Great. Thank you, Norman. Next question.
Thank you. Please stand by. Your final question comes from the line of Gena Wang from Barclays. Please go ahead. Your line is open.
Thank you for taking my questions, and congrats on the deal. My question is, why now, given the phase III data will read out in, like, say, half a year or less than a year? I know the phase I/II data is very convincing, but still you have a risk of a phase III. Why not wait for a little bit longer so that it would be complete de-risk before you know do the full acquisition?
Yeah, yeah, thanks, Gena. I mean, this is always the question, right? If you do go in at the clinical stage or after the readout, evaluation, of course, could more than double, and then you're looking at a transaction that's quite substantially larger than this one. I think that is the judgment call. You, of course, could wait, but then you're looking at a very, very large transaction, potentially twice as big. In our view, the phase-appropriate risk was reasonable given the data that we've seen. We also have two shotgun bowls of significant assets, either one of which would pay back the deal, and then both of which hit as very large value creation for our shareholders. We feel good about that as well. We think it's an appropriate risk to take. I think there is always that question.

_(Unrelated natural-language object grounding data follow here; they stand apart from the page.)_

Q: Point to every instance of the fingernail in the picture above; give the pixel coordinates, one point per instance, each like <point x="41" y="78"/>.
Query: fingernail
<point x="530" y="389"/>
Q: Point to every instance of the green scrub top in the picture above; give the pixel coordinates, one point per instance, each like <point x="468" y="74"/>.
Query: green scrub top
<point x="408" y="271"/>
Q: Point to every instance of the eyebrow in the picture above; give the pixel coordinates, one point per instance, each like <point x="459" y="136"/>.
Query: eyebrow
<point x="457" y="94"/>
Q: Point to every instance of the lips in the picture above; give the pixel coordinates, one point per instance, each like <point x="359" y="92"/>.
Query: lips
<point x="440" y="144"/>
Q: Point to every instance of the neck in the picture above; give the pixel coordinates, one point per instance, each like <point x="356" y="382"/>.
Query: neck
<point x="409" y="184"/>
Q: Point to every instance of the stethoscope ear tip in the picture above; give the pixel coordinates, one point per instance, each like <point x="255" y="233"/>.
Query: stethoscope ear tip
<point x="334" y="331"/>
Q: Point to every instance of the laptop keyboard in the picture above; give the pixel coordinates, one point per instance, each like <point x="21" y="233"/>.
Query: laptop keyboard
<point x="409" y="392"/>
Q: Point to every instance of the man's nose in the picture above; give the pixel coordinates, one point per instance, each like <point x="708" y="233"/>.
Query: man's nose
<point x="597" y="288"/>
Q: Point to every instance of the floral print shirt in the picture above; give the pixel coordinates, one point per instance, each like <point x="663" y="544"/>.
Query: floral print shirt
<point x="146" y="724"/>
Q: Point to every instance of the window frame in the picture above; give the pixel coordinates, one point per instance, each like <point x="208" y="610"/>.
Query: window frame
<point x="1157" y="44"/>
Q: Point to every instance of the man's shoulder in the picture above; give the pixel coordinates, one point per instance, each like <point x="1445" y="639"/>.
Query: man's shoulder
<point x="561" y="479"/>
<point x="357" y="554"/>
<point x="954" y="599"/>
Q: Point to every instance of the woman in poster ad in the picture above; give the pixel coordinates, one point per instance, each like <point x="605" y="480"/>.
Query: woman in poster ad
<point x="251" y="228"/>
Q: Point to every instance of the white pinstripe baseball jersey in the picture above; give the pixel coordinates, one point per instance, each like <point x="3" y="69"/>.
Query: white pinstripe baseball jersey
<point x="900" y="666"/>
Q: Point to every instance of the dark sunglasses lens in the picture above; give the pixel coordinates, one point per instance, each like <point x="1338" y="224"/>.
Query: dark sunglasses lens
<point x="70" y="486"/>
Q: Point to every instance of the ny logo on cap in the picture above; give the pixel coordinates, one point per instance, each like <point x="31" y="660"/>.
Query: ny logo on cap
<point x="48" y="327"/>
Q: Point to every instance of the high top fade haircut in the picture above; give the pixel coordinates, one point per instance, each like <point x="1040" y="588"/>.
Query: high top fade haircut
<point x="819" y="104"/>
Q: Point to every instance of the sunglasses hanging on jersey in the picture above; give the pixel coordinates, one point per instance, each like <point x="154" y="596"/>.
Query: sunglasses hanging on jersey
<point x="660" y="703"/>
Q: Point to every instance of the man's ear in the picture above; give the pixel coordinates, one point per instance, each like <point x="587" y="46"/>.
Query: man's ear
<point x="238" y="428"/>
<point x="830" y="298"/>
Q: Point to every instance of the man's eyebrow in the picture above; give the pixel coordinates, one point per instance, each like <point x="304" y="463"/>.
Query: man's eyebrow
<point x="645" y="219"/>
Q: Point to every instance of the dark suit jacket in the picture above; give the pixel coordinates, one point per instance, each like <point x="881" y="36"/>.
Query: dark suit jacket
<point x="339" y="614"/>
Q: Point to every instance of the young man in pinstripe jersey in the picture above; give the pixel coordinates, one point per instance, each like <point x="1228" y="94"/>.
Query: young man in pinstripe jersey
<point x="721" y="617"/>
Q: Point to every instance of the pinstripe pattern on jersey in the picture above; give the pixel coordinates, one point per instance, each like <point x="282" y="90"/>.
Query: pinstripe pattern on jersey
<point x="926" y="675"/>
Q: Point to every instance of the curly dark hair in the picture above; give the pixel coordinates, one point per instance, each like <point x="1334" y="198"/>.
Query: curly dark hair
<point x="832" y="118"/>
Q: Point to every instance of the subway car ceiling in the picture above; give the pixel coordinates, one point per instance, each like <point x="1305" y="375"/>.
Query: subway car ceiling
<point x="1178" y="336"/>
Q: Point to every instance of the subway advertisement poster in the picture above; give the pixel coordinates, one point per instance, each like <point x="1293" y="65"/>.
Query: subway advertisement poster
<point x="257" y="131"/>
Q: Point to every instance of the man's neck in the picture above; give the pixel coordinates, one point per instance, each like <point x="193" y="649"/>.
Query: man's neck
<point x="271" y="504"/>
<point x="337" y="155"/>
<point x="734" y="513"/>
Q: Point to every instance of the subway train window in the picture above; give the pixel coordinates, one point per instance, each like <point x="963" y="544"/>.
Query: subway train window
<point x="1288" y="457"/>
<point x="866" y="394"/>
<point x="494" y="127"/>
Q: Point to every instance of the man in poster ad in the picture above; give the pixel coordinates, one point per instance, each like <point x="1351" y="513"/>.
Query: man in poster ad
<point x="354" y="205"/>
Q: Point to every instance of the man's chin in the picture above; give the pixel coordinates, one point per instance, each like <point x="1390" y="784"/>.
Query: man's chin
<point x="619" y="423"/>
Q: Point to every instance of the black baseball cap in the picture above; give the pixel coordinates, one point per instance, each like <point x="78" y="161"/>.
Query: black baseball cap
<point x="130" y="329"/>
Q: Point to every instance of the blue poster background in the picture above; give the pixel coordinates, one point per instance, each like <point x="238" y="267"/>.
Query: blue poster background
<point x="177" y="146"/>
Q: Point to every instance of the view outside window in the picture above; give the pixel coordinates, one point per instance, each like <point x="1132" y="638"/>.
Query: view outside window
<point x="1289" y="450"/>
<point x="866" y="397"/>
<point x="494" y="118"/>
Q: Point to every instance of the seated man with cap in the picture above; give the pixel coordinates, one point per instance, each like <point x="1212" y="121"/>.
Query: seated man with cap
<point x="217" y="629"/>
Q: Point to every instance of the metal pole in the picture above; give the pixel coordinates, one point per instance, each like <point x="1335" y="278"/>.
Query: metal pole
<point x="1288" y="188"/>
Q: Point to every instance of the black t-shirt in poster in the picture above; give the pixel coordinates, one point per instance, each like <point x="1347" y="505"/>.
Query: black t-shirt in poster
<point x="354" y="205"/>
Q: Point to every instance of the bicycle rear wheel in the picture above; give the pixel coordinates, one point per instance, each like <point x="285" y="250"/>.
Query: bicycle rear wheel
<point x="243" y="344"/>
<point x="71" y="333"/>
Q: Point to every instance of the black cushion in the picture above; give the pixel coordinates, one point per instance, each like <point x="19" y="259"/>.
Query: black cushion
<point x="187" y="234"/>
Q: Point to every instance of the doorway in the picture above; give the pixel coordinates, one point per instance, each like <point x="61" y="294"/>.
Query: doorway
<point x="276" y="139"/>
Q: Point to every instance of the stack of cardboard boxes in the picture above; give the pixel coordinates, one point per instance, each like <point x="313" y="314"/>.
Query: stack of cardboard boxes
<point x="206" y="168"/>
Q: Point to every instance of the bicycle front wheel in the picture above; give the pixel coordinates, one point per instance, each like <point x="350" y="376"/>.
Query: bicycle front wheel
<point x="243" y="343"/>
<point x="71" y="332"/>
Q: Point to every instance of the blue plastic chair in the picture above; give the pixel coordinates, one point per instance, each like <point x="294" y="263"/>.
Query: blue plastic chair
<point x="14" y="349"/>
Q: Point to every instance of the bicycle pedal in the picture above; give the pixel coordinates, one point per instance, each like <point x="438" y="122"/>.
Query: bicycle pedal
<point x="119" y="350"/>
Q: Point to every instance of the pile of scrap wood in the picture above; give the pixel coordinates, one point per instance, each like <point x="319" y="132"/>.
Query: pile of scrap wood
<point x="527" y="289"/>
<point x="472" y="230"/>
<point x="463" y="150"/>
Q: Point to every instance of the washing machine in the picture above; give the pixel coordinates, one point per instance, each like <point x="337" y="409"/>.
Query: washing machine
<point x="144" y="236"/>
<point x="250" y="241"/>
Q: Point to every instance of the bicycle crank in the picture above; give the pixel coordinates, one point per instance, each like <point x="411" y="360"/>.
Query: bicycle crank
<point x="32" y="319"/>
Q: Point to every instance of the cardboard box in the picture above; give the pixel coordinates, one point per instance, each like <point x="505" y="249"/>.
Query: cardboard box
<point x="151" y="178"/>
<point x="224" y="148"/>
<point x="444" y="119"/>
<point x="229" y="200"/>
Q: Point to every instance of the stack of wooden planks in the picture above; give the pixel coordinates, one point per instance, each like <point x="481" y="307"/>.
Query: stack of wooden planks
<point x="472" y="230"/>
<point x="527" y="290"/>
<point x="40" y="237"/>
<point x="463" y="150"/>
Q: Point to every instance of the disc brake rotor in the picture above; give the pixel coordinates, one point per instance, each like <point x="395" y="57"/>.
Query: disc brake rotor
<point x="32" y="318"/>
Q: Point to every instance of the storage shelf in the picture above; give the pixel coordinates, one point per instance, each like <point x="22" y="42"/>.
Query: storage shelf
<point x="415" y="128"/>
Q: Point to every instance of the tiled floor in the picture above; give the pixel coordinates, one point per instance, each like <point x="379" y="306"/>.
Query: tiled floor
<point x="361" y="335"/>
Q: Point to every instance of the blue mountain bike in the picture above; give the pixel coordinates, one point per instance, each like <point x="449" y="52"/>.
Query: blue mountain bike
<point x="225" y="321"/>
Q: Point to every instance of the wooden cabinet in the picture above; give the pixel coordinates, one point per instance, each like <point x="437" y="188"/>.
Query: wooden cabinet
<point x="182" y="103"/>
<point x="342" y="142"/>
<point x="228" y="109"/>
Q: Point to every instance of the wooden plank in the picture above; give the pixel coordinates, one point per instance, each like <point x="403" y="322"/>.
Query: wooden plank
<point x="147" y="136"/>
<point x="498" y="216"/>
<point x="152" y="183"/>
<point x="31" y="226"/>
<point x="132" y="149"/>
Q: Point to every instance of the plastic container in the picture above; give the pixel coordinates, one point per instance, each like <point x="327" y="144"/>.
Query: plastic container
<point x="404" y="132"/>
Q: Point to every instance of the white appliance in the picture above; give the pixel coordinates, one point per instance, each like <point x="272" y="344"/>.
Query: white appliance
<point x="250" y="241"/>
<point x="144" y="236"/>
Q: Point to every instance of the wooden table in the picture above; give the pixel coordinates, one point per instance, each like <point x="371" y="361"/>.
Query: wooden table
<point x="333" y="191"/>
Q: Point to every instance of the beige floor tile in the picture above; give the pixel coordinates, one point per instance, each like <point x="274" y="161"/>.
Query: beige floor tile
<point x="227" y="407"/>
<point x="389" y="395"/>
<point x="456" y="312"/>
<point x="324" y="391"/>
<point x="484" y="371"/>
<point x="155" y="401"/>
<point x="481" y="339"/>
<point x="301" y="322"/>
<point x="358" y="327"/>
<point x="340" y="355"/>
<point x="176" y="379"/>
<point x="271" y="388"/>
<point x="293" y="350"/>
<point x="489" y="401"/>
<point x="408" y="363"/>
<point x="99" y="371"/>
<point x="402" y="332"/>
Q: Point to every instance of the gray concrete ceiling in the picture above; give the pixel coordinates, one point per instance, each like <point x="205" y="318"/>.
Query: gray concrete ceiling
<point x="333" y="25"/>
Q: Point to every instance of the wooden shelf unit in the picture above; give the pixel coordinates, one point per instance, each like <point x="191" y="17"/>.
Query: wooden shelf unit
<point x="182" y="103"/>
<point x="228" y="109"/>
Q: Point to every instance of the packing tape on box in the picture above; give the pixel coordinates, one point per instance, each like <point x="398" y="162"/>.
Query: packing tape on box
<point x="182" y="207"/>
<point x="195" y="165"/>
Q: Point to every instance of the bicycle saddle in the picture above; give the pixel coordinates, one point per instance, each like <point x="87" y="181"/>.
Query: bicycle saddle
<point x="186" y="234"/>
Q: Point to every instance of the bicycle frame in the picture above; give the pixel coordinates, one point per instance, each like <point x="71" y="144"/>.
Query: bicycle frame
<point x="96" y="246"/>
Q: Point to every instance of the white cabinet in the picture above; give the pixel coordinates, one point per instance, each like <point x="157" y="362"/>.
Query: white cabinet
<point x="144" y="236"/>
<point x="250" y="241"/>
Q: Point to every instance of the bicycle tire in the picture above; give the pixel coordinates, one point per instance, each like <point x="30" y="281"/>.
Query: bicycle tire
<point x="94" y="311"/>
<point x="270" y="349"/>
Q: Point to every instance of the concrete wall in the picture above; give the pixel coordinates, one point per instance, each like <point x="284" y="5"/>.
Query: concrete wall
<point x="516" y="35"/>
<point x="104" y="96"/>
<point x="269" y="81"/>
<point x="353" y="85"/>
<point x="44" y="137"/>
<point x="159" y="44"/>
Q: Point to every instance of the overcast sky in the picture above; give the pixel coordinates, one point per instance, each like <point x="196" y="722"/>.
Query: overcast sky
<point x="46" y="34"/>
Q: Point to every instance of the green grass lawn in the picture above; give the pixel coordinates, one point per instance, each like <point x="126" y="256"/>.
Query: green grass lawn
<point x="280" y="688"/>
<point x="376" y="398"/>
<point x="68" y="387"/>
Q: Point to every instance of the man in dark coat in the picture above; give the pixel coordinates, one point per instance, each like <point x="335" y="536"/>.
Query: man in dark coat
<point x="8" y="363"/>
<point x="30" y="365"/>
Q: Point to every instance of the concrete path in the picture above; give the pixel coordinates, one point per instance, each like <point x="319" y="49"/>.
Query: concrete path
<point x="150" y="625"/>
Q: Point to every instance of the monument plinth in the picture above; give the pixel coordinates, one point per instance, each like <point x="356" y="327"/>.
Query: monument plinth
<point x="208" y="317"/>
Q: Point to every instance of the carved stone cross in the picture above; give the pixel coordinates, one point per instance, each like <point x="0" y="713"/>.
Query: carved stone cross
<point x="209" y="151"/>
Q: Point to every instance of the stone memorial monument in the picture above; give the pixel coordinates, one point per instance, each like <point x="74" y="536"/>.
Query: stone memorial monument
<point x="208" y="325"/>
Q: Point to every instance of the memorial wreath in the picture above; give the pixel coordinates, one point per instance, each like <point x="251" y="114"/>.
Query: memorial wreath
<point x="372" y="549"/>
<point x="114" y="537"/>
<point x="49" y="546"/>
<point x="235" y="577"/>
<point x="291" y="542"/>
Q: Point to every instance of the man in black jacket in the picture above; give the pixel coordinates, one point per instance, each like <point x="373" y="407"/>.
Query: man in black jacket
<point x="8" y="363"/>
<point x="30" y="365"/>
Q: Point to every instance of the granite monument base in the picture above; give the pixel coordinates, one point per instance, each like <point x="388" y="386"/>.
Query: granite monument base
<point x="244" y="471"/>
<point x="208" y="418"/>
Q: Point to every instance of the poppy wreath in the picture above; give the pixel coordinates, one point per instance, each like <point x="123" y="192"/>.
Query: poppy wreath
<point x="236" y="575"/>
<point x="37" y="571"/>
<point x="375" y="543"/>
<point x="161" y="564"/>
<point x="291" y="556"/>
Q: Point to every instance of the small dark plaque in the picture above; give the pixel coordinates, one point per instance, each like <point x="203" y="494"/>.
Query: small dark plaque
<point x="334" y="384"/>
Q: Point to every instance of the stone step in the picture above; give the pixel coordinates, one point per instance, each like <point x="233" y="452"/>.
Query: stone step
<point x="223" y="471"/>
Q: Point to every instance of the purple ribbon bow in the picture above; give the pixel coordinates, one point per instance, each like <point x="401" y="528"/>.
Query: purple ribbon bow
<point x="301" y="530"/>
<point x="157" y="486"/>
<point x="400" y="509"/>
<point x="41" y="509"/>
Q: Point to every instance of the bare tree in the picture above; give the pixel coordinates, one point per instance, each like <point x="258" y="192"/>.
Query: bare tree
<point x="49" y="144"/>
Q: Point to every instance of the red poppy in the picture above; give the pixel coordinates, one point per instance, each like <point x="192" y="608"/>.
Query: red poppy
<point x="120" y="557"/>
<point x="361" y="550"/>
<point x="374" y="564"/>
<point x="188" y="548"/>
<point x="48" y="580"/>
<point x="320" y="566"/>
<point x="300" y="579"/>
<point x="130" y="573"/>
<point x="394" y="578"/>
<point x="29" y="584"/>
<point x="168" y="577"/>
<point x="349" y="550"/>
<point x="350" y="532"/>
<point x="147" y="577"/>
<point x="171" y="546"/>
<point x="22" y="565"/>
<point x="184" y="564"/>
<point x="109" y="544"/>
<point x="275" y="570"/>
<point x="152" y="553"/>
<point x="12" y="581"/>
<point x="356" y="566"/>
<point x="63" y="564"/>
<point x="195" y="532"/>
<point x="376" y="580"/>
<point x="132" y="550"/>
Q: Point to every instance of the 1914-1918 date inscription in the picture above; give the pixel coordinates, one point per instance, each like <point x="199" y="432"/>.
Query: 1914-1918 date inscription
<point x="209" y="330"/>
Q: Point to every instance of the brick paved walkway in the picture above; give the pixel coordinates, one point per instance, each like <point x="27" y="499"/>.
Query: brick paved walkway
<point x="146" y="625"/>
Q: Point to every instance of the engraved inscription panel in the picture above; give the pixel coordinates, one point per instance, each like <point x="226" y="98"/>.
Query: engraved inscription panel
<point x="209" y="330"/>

If you wait, of course, the valuation will run away from you, and I think that's why we thought this was a prudent move to do.
Thank you.
Okay, great. Thank you all for joining. I'm sure we'll be speaking with most of you tomorrow as well in our earnings call, so we'll look forward to connecting with you then. Thank you again.
This concludes today's conference call. Thank you for participating. You may now disconnect.